These are findings from PwC’s 25th Annual Global CEO Survey, which polled 4,446 CEOs in 89 countries and territories between October and November 2021.
Other key findings are:
* South African CEOs are also optimistic about the outlook for their businesses, with 37% believing that their revenue will grow over the next 12 months.
* 85% of CEOs in Africa expect that global economic growth will improve and 8% expect it to decline
According to the PwC Global CEO Survey:
● A strong correlation is shown between customer trust and CEO confidence, and this depends on whether a net-zero commitment has been made
● Net-zero commitments are lagging for many – fewer than a quarter of CEOs said their companies have made commitments
● Cyber and health risks rank as top global threats followed closely by macroeconomic volatility
● CEOs identify the US as the most important growth destination globally over the next 12 months, followed by China
CEOs continued to face pressure generated by the ongoing Covid pandemic and by market conditions such as rising inflation, supply-chain disruptions and the ‘Great Resignation’ in parts of the world including Africa. Despite the array of shifting headwinds, the CEOs that we surveyed are the most optimistic they have been in 10 years about the prospects for a stronger economy in the coming year. More than three-quarters of CEOs, 77%, predict the global economy will improve, while only 15% expect worsening conditions. In Africa, 85% of CEOs expect that global economic growth will improve and 8% expect it to decline.
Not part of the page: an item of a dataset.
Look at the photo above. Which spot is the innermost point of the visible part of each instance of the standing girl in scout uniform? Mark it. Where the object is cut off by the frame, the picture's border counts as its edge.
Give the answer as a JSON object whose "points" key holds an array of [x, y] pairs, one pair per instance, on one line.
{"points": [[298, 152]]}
CEO optimism for 2022 is a tick higher than the 76% optimism level from a year ago and fully 54 points higher than 2020, when more than half (53%) of CEOs predicted a declining economy. These are findings from PwC’s 25th Annual Global CEO Survey, which polled 4,446 CEOs in 89 countries and territories between October and November 2021.
While there is general optimism among CEOs for economic growth in 2022, the perspective varies widely across individual countries and territories.
South African CEOs are also optimistic about the outlook for their businesses, with 37% stating they are ‘very confident’ about their organisation’s prospects for revenue growth over the next 12 months. Among the largest territories, optimism is highest in India, where 94% of CEOs anticipate global growth in the coming year, up from 88% last year.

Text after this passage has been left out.